Is “independent intervening cause” alive in New Mexico?

In Silva v. Lovelace Health System, Inc. (May 6, 2014), the New Mexico Court of Appeals (in a 2-1 decision) reversed a jury verdict in a wrongful death case for failure to instruct the jury on the doctrine of independent intervening cause. The question is whether this decision will survive review by the New Mexico Supreme Court. I think it will not.

To combat Susan Silva’s depression, a physician prescribed antidepressants, including Paxil, in 2004. Sadly, Ms. Silva committed suicide in 2006 (and was found with 22 times the therapeutic dose of Paxil in her system). Ms. Silva’s family sued the physician and her employer, Lovelace, for negligence in treating her depression.

At trial, the defendants asked the trial judge to instruct the jury on their theory that Ms. Silva’s suicide was an independent intervening cause. That instruction would have told the jury that an “independent intervening cause interrupts and turns aside a course of events and produces that which was not foreseeable as a result of an earlier act or omission.” This request was denied, and the jury returned a plaintiffs’ verdict.

Surprisingly, the Court of Appeals (in an opinion by Judge Fry) reversed the verdict, holding that the defendants were entitled to have the jury instructed on the doctrine of independent intervening cause.

This decision is surprising because, as the Court itself says, New Mexico’s appellate courts have “virtually eliminated” the doctrine in negligence cases.

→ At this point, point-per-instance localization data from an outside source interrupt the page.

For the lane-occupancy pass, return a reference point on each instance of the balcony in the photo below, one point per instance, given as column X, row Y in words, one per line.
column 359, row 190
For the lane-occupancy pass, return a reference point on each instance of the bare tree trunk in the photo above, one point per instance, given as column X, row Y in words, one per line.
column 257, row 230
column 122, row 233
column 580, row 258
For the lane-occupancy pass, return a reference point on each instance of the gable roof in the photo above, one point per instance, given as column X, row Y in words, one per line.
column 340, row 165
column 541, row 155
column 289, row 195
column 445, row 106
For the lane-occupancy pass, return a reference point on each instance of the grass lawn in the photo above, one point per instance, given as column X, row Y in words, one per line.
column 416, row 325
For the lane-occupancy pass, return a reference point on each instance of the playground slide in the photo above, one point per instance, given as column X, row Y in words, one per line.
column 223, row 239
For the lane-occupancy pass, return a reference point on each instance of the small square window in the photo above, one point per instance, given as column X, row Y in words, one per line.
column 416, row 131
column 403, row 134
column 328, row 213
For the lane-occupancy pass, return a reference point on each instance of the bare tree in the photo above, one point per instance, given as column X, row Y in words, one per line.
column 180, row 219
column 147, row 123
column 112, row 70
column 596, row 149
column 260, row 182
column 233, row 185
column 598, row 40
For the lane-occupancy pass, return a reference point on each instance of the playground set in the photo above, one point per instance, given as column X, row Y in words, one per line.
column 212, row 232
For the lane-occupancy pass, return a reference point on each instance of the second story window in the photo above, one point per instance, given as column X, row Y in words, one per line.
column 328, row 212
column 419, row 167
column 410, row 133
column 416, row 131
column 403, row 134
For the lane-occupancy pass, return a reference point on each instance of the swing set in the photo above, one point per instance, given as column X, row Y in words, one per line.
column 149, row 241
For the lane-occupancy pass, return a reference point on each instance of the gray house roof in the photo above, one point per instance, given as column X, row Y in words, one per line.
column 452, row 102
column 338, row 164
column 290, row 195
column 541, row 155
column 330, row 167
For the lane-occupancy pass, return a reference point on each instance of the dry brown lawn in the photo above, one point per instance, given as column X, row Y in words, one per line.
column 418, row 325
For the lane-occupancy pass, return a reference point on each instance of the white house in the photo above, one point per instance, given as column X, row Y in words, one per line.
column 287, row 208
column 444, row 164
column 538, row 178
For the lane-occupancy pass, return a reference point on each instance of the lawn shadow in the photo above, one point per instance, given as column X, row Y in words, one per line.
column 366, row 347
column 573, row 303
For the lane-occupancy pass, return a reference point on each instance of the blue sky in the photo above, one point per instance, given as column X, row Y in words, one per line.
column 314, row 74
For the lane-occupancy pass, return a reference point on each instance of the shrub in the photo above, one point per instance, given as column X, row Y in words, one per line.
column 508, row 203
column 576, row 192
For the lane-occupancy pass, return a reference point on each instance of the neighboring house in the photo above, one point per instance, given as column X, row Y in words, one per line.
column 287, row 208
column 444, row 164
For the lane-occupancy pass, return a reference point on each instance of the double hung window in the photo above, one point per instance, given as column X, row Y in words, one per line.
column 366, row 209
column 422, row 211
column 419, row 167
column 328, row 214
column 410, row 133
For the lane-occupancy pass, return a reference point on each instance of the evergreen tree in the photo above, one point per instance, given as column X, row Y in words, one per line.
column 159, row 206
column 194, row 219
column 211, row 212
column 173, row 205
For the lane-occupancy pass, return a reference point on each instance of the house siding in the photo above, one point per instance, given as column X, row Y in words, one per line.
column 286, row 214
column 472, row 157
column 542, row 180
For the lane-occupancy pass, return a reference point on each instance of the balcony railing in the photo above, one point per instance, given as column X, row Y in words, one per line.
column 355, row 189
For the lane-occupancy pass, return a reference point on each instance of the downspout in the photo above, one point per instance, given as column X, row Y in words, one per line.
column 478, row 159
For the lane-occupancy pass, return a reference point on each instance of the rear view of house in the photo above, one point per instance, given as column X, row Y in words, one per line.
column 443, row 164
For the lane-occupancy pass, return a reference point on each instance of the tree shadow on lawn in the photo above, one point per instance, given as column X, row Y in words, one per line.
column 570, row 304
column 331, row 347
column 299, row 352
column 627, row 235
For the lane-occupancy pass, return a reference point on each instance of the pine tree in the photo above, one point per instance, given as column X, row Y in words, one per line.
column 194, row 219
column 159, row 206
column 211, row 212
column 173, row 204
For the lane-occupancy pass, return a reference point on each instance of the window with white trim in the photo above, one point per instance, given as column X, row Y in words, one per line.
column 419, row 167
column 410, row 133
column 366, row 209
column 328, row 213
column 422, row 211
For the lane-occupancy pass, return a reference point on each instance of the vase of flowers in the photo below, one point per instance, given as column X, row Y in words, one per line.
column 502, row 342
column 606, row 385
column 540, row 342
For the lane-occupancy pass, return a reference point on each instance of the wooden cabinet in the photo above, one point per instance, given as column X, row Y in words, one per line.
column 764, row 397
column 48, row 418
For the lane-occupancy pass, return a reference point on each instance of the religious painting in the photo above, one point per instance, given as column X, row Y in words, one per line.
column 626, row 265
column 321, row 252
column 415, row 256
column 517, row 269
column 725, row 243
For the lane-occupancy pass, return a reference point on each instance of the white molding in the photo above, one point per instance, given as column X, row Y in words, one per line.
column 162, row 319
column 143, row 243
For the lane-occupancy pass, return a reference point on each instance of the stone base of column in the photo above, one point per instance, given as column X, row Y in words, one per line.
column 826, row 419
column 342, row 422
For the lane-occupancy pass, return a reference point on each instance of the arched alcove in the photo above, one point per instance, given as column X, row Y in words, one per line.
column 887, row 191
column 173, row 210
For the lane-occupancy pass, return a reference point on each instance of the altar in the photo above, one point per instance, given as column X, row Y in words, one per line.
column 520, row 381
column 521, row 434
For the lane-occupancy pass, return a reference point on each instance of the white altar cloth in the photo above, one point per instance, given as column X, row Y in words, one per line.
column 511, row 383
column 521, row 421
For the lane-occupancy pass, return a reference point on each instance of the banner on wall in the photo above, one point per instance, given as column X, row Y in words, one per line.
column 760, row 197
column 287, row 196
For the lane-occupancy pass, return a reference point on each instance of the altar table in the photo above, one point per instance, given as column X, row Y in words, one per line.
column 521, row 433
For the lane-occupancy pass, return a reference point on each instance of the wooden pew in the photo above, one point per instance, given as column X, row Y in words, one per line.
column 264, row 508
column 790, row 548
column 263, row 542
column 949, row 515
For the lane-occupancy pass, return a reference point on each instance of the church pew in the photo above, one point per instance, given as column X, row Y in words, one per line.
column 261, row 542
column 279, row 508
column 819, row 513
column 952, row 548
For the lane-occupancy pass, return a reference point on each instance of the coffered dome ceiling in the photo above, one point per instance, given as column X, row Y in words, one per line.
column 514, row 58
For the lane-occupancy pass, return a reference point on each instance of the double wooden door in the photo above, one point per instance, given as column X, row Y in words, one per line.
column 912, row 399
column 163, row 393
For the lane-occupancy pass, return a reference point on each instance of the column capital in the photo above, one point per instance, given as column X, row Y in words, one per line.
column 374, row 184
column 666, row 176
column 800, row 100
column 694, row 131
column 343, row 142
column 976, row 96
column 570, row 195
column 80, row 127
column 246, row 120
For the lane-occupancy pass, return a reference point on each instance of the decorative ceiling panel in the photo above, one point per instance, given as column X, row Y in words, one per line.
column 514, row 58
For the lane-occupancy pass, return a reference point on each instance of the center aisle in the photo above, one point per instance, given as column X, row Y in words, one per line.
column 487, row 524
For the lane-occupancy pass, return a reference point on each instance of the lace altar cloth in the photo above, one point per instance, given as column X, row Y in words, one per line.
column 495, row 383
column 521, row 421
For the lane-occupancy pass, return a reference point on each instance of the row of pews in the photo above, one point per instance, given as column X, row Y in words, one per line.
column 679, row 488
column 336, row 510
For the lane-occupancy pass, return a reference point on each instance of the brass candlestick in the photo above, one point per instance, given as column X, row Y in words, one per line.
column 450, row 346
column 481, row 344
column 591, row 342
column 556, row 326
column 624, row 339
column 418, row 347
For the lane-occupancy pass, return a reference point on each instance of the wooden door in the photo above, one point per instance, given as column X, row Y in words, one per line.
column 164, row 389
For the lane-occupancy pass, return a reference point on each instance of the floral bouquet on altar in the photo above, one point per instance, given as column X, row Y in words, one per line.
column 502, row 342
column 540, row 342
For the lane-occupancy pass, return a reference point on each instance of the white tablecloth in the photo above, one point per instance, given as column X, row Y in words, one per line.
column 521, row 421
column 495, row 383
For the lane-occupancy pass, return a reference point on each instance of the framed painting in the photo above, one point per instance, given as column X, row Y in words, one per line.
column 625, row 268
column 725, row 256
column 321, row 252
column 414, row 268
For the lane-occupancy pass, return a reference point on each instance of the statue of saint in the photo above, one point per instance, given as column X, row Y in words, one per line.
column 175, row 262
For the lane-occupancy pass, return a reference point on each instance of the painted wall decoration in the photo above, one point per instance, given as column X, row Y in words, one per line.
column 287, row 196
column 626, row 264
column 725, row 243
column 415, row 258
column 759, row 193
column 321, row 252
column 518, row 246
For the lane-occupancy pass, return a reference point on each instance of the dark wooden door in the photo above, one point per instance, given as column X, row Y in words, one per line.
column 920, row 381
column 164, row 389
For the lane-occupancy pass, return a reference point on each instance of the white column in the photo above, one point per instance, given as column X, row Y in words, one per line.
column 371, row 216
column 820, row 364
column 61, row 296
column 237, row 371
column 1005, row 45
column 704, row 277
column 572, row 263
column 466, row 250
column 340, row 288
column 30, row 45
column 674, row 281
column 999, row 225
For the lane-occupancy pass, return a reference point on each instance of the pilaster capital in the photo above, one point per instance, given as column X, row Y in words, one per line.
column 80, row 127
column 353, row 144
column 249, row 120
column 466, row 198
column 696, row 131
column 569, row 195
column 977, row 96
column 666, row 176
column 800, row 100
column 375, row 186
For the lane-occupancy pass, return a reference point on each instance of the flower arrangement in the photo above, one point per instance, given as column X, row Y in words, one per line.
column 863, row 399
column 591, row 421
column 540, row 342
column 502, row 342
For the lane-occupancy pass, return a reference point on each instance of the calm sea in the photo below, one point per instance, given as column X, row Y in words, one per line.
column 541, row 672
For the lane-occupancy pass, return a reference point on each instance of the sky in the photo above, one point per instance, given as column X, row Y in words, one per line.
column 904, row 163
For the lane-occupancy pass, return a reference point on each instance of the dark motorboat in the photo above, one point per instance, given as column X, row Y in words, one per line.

In cases like Torres v. El Paso Electric Company (NMSC 1999) and Chamberland v Roswell Osteopathic Clinic, Inc. (NMCA 2001), New Mexico’s courts have said that in cases involving negligent conduct, the only question is whether the defendant’s negligence caused the injury. The independent intervening cause adds nothing to that inquiry, and “overemphasizes” a defendant’s “attempt to shift fault to a plaintiff.” (I personally don’t agree with the Torres  and Chamberland cases, because I think the independent intervening cause instruction is a very reasonable way of describing the defense in such cases.  And as a defense lawyer, anything that stresses the plaintiff’s fault is fine by me … but I digress).

The Torres court said, however, that its analysis did not “extend to intentional tortious or criminal acts or forces of nature.” The Court of Appeals noted that there was evidence that Ms. Silva’s acts were intentional and unforeseeable, and said that the jury should have been allowed to resolve the conflict between this defense evidence, and the plaintiffs’ evidence that Ms. Silva’s suicide was a foreseeable result of the treatment. A new trial was ordered.

But given the rationale of Torres and Chamberland — that an independent intervening cause instruction shouldn’t be given where the real defense is that the defendant didn’t cause the injury — I have a hard time seeing why this case would warrant the instruction. Plaintiffs contended that the doctor’s alleged negligence is what caused Ms. Silva to be suicidal, and defendants surely must have argued to the jury that Ms. Silva herself decided to commit suicide even apart from the anti-depressants. As Judge Zamora said in her dissenting opinion, “The jury was able to consider whether the suicide was a result of the undisclosed risk and lack of follow up care by her doctor, or whether Decedent in a psychotic state or of her own free will took her own life.”